Communicator (communicator) wrote,
Communicator
communicator

The Ask and the Answer

The other book I read last weekend was The Ask and the Answer by Patrick Ness which is the sequel to The Knife of Never Letting Go. It's the 2nd volume of a young-adult SF trilogy. It's set on a colonised world where some sort of ambient infection has rendered the thoughts of men and animals (but not women) transparent to all. There are also some telepathic humanoid natives called Spackles.

Ness writes in a very engaging way, and he takes gender politics seriously. In the first book the protagonist, Todd, ran away from his community where all the women had been slaughtered. In this book the army of the all-male community conquer the capital city and set up prison camps for the remaining women. In response some of the women set up a guerilla force in the wilderness.

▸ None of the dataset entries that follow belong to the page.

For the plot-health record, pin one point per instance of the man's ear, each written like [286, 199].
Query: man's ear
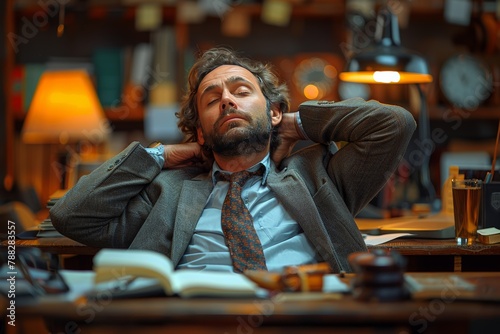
[201, 139]
[276, 115]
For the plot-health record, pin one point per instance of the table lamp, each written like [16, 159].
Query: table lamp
[386, 62]
[65, 110]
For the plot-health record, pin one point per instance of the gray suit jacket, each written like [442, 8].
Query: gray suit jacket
[130, 202]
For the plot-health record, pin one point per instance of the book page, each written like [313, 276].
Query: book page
[113, 264]
[190, 283]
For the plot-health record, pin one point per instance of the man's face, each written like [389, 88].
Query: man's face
[234, 117]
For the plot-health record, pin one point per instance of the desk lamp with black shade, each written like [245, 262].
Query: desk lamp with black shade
[65, 111]
[386, 62]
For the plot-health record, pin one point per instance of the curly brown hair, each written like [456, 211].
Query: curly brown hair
[276, 93]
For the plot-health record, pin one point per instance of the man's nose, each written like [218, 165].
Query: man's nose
[227, 101]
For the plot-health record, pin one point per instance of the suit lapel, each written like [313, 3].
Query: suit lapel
[192, 200]
[288, 187]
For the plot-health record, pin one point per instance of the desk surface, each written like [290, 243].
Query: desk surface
[274, 315]
[405, 246]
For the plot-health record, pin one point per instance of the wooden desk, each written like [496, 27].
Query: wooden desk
[252, 316]
[422, 254]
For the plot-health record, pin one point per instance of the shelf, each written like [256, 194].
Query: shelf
[447, 113]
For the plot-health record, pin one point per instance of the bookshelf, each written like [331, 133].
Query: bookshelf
[316, 27]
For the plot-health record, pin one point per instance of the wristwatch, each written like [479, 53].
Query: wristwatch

The book begins with Nietzche's famous quote about 'fighting monsters one becomes a monster', and this is the thread of the book. The men use torture, specifically waterboarding (the 'Ask') and the women blow up buildings (the 'Answer'). The women's terrorist campaign is seen as morally compromising, although it began as a response to gynocide. This parallelism is embodied in the young couple - Todd and an off-worlder, Viola - who are co-opted into the male army and the female resistance respectively. They must find a way to reconcile and forgive.

However this is not satisfactory to me. I don't think genocide and the resistance to it are morally parallel. For example the male army brand all women, like cattle (with metal tags brutally embedded in their flesh, but effectively branding). Todd does the branding. To my mind this is not forgiveable. There is no reconciliation back from that sort of thing.